Walker has been calling around and doing outreach to venues. She’s pushing for more equity on vendors’ lists.

When a couple picks a place, they’ll often get a roster of preferred vendors.

Walker said those lists often have little-to-no diverse representation. That is, until now.

“I will say the response has been tremendous,” Walker said.

She’s also one of the founding members of the recently formed National Society of Black Weddings and Event Professionals.

Walker’s been hosting a series of online forums bouncing ideas around on how to improve the playing field. More than 700 people have been tuning in to the virtual meetings.
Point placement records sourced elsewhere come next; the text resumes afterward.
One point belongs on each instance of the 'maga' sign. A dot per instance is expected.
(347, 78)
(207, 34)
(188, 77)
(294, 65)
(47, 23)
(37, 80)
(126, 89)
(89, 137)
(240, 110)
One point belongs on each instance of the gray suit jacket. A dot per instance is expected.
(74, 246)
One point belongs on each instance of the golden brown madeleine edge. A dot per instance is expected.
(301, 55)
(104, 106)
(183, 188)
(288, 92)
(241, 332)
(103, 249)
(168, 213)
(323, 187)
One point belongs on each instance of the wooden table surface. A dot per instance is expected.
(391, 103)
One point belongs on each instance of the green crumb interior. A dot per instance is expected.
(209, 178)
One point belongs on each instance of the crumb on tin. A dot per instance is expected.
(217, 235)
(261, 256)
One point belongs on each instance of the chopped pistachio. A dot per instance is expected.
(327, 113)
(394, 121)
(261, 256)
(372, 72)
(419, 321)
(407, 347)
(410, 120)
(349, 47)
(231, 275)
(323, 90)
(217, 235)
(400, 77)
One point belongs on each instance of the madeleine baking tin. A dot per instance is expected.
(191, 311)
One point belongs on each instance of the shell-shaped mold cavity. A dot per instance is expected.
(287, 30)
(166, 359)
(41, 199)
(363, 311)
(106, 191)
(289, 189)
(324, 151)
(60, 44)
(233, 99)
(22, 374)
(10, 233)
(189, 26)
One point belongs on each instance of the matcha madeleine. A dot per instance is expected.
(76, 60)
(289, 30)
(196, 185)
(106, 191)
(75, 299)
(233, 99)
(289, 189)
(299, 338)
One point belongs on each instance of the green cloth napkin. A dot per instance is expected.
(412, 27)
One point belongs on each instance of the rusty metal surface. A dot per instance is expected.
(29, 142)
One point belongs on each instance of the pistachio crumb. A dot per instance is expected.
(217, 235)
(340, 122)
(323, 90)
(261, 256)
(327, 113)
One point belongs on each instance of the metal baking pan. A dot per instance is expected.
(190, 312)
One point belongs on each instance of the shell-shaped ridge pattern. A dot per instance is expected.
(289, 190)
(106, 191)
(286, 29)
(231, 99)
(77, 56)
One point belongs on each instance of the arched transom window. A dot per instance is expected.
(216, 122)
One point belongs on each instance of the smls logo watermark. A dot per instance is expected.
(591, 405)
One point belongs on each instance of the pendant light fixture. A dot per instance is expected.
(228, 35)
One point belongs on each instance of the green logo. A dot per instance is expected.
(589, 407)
People have been using those meetings to highlight the injustices they’ve experienced while bringing a couple’s big day to life.

“A photographer talked about on a wedding day, he’s often mistaken as the assistant to his assistant, who happened to be white. Or what it feels like for a black vendor to do a wedding on a plantation,” Walker said.

Walker expects weddings to look and feel different when festivities do resume.

She’s hoping they’ll be more inclusive and welcoming to match our diverse community.

“I really, really, really have high hopes that it will turn things around that in the Triangle,” Walker said.